Abstract WMP5: Predictors and Clinical Relevance of Hemorrhagic Transformation after Endovascular Therapy for Acute Ischemic Stroke: a Multicenter Retrospective Analysis of 1122 Patients
Background and Purpose: Endovascular techniques are frequently employed to treat large artery occlusion in acute ischemic stroke (AIS). We sought to determine the predictors and clinical impact of intracranial hemorrhage (ICH) after endovascular therapy.
Methods: Retrospective analysis of consecutive patients presenting to 13 high-volume stroke centers with AIS due to proximal occlusion in the anterior circulation who underwent endovascular treatment within 8 hours from symptom onset. Logistic regression was performed to determine the variables associated with ICH, hemorrhagic infarction (HI), and parenchymal hematomas (PH) as well as 90-day poor outcome (mRS≥3), and mortality.
Results: A total of 1122 patients (mean age, 67±15 years; median NIHSS, 17 [IQR13-20]) were studied. Independent predictors for HI included diabetes mellitus (OR 2.27, 95%CI [1.58-3.26], p<0.0001), pre-procedure IV tPA (1.43[1.03-2.08], p<0.037), Merci thrombectomy (1.47[1.02-2.12], p<0.032), and longer time to puncture (1.001[1.00-1.002], p<0.026). Patients with atrial fibrillation (1.61[1.01-2.55], p<0.045) had a higher risk of parenchymal hematomas (PH) while the use of intra-arterial tPA (0.57[0.35-0.90], p<0.008) was associated with lower chances of PH. Both the presence of HI (2.23[1.53-3.25], p< 0.0001) and PH (6.24[3.06-12.75], p< 0.0001) were associated with poor functional outcomes; however, only PH was associated with higher mortality (3.53[2.19-5.68], p<0.0001).

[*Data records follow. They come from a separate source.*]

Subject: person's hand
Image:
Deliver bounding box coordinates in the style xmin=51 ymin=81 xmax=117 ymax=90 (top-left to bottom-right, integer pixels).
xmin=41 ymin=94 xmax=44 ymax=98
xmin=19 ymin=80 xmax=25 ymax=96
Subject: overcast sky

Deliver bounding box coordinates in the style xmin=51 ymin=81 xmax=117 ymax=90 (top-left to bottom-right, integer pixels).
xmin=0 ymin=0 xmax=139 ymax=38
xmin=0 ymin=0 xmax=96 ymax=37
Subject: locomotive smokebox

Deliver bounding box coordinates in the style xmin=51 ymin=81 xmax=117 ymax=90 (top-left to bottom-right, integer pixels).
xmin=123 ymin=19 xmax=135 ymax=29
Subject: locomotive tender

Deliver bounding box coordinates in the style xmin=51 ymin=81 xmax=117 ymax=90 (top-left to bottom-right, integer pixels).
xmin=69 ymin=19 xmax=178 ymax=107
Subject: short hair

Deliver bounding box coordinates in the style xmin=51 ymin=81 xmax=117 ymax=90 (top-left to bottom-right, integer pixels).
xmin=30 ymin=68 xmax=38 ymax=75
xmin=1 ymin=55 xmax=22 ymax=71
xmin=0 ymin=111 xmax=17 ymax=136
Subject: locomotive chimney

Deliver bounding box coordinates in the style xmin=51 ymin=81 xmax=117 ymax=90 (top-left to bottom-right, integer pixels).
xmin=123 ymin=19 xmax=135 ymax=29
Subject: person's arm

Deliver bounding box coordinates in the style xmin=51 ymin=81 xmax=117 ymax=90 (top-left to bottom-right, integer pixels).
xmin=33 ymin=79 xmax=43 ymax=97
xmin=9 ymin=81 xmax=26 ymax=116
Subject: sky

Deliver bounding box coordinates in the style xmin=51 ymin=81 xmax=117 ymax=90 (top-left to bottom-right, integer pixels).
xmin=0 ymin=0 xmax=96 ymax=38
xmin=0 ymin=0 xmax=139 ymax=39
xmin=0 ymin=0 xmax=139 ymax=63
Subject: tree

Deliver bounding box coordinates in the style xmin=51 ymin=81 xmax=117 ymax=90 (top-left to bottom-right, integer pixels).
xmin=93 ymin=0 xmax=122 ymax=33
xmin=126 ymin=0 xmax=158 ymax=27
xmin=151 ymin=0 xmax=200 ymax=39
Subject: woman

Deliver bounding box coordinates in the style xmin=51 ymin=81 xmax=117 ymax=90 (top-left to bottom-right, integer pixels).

Conclusions: In AIS patients undergoing endovascular therapy, diabetes mellitus, longer time to treatment, and Merci thrombectomy appear to be associated with a higher risk for HI while atrial fibrillation appears to result in a higher risk for PH. While both HI and PH are associated with poor outcomes only PH is associated with higher mortality.
- © 2012 by American Heart Association, Inc.